Apple executives have visited Samsung’s advanced semiconductor facility under development in Taylor, Texas, while separate preliminary talks with Intel have explored using Intel Foundry Services to produce Apple Silicon.
Both discussions remain early-stage and may not lead to a formal agreement, but this signals a strategic shift in how Apple is approaching supply chain resilience.
Why TSMC Alone Is No Longer Enough
For more than a decade, Apple has designed its own systems-on-a-chip, from the A-series in iPhones to the M-series in Macs.

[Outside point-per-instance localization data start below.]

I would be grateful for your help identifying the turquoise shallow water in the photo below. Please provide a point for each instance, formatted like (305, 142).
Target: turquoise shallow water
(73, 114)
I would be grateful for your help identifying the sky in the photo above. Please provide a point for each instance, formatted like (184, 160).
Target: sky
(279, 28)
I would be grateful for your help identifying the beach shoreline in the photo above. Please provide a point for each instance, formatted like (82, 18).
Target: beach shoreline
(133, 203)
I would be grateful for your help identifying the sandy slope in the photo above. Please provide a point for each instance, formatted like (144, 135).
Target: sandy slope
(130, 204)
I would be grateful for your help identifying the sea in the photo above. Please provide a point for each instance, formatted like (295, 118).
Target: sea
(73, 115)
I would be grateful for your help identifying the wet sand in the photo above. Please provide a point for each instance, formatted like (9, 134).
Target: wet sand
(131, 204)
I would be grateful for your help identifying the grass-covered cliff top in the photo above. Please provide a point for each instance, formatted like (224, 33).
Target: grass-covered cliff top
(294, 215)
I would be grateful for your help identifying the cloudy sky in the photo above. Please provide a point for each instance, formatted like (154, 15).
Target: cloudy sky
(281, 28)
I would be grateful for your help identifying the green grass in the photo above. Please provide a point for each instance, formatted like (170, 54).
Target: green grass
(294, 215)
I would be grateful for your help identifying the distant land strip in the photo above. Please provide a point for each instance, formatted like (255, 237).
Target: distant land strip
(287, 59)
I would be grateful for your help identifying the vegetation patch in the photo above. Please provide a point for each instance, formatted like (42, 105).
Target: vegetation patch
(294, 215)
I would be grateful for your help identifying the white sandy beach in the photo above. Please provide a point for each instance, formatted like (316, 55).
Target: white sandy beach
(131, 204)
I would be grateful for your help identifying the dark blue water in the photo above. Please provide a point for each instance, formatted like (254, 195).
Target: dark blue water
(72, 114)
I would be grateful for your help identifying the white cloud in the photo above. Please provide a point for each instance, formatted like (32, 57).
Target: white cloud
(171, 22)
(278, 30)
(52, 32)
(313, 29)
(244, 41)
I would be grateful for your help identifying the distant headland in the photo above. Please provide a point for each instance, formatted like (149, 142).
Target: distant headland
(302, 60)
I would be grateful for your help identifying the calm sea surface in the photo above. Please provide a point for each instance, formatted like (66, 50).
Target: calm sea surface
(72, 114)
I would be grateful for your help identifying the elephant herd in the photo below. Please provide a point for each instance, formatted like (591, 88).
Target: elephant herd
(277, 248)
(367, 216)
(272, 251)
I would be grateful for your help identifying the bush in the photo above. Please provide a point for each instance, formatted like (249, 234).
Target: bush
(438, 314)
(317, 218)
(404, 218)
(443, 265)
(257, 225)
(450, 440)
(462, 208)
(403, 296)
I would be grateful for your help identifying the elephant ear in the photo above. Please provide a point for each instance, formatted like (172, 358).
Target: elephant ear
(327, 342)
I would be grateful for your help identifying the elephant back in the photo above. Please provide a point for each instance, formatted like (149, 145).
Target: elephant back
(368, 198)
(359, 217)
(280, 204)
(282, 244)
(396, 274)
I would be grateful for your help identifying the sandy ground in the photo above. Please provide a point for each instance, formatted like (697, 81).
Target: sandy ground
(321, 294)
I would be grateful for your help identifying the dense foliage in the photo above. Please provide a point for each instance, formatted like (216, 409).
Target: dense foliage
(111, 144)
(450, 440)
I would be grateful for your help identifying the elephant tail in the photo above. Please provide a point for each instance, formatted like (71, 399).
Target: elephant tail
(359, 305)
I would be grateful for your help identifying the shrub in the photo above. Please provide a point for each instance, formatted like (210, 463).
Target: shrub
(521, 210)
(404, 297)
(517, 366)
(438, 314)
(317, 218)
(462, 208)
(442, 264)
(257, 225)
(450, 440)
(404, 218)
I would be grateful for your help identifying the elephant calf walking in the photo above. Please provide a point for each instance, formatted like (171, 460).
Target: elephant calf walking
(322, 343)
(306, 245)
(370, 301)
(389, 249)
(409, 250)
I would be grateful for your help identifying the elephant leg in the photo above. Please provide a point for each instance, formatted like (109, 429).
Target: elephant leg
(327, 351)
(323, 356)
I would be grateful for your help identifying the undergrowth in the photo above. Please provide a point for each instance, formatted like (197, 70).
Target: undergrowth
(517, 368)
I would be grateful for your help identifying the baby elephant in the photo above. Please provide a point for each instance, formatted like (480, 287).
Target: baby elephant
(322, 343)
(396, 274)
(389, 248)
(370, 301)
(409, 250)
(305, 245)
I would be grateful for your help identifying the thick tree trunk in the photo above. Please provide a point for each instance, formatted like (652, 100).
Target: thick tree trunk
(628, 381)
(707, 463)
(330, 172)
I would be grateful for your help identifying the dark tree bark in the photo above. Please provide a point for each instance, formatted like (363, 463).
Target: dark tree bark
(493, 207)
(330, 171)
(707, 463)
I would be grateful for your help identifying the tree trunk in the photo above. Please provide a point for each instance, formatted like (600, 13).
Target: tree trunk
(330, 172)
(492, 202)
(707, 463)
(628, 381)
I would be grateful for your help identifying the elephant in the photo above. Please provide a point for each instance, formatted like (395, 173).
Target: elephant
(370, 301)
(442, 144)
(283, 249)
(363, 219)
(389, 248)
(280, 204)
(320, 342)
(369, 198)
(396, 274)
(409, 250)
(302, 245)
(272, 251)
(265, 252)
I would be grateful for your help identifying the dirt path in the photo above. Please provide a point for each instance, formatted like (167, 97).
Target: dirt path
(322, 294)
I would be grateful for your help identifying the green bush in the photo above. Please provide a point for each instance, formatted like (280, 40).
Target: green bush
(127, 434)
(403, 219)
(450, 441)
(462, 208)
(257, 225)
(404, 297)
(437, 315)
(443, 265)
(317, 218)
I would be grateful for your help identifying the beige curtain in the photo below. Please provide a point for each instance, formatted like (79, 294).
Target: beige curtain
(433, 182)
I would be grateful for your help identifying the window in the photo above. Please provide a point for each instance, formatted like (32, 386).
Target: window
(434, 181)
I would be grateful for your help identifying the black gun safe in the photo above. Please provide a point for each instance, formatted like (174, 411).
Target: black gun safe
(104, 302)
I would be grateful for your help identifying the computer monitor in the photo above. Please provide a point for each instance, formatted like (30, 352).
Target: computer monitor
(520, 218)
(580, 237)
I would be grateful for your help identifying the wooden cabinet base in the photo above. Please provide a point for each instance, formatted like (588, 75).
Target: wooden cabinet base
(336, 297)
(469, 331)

It has been outsourcing every wafer to TSMC, whose facilities in Taiwan produce Apple’s chips on the most advanced fabrication nodes available anywhere in the world. The iPhone 17 family runs on TSMC’s 3-nanometre process, the same technology used for leading AI accelerators.
As Bloomberg confirmed, that arrangement delivers consistent performance, but it concentrates Apple’s critical manufacturing in one geography amid rising tension between the United States and China over Taiwan.
The immediate trigger is supply, not geopolitics alone. As PhoneArena confirmed, Apple warned of ongoing chip constraints in its latest earnings, with Tim Cook stating: “We have less flexibility in the supply chain than we normally would.”
The constraint is structural; AI data centres are consuming TSMC’s advanced node capacity at a pace competing directly with Apple’s iPhone and Mac allocation, a pressure that did not exist at this scale two years ago.
Why Intel and Samsung Both Present Significant Challenges
The gap between Apple’s interest and its commitment is large for a precise reason. As Bloomberg confirmed, both Intel and Samsung face meaningful limitations that TSMC does not.
Intel Foundry Services has been rebuilding its advanced manufacturing after years of process delays. While Intel reclaims its Irish Fab 34 to bolster its manufacturing independence, its most advanced node, 18A, has not yet demonstrated the yield at scale that Apple requires.
Samsung has recently recorded high fold profit as NAND and DRAM demand surge, yet there is a setback. Samsung Foundry, despite its Taylor, Texas facility representing a significant investment in US-based capacity, has similarly struggled with yield issues on its most advanced nodes compared to TSMC.
Samsung Electronics has recently recorded strong profit growth as NAND and DRAM demand surge, but a key setback remains.
Samsung Electronics Foundry, despite its Taylor, Texas facility representing a major US capacity investment, continues to face yield challenges on its most advanced nodes compared to TSMC.
Apple’s concern is not just capability but reliability, the output consistency TSMC has refined over decades, which neither Intel nor Samsung has matched at an equivalent scale.
The Hardware Reorganisation That Made This Possible
The timing of Bloomberg’s report coincides with a significant internal restructuring at Apple.
Apple recently reorganised its hardware engineering division, combining hardware engineering and hardware technologies under a single organisation led by Johny Srouji, newly appointed as the company’s Chief Hardware Officer.
Within that structure, the Silicon team is now overseen by Sri Santhanam, an 18-year Apple veteran.
The consolidation of chip design and hardware engineering under one leadership structure helps Apple manage multiple foundry partners simultaneously.
This shift is critical as competitors pivot toward specialized hardware; for instance, Intel introduces Core Series 2 processors specifically for industrial edge AI computing to capture a shifting market.
Whether Intel or Samsung Electronics ultimately receives Apple chip orders remains open. That Apple is actively evaluating both, for the first time in over a decade, is the story.